🤖 AI Summary
Existing higher-education evaluation benchmarks lack multilingual, open-university-textbook-based benchmarks for large language models (LLMs).
Method: We introduce UniEdQA—the first open, textbook-driven, multilingual educational question-answering benchmark covering English, Spanish, and Polish—systematically achieving cross-lingual textbook alignment, question generation, and answer annotation. We employ QLoRA for efficient fine-tuning of a 7B-parameter LLM and conduct cross-lingual zero-shot transfer experiments.

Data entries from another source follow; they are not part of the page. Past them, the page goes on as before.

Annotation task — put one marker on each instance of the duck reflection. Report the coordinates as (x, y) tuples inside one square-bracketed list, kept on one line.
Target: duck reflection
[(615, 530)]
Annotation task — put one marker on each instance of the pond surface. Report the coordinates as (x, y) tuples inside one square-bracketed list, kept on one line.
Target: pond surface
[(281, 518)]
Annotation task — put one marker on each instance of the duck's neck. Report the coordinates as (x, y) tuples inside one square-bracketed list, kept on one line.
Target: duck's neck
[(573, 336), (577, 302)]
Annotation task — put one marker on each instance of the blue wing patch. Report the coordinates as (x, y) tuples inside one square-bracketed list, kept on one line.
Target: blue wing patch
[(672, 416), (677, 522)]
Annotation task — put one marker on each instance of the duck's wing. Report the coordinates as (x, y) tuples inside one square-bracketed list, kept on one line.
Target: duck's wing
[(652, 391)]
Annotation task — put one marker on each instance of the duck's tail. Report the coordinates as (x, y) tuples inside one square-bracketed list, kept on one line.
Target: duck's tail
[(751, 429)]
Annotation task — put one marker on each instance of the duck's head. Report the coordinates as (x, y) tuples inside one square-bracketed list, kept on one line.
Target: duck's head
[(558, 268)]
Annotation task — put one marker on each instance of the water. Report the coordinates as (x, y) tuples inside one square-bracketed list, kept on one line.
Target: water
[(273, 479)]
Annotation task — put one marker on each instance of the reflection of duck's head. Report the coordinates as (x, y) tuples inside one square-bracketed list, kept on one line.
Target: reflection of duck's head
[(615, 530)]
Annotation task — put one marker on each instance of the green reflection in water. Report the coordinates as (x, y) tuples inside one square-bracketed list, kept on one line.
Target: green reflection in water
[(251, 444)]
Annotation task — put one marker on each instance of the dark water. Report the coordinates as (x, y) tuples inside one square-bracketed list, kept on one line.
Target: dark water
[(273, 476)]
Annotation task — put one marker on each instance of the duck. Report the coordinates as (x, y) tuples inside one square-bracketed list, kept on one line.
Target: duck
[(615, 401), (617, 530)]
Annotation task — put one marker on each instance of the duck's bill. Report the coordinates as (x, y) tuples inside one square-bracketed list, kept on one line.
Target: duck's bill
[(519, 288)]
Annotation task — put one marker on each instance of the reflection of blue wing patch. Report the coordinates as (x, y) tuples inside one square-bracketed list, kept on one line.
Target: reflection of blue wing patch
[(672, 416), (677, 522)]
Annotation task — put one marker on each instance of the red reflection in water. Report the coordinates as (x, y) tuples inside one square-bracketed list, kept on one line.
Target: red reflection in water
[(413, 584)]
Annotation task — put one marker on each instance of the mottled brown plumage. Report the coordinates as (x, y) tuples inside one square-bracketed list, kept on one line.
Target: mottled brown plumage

Contribution/Results: (1) UniEdQA fills a critical gap in multilingual educational QA evaluation datasets; (2) It empirically validates LLMs’ comprehension of university-level domain knowledge and their cross-lingual generalization capability; (3) It demonstrates improved zero-shot transfer performance on the AI2 Reasoning Challenge, establishing a new paradigm for evaluating and adapting LLMs in educational contexts.
📝 Abstract
We present OpenStaxQA, an evaluation benchmark specific to college-level educational applications based on 43 open-source college textbooks in English, Spanish, and Polish, available under a permissive Creative Commons license. We finetune and evaluate large language models (LLMs) with approximately 7 billion parameters on this dataset using quantized low rank adapters (QLoRa). Additionally we also perform a zero-shot evaluation on the AI2 reasoning challenge dev dataset in order to check if OpenStaxQA can lead to an improved performance on other tasks. We also discuss broader impacts relevant to datasets such as OpenStaxQA.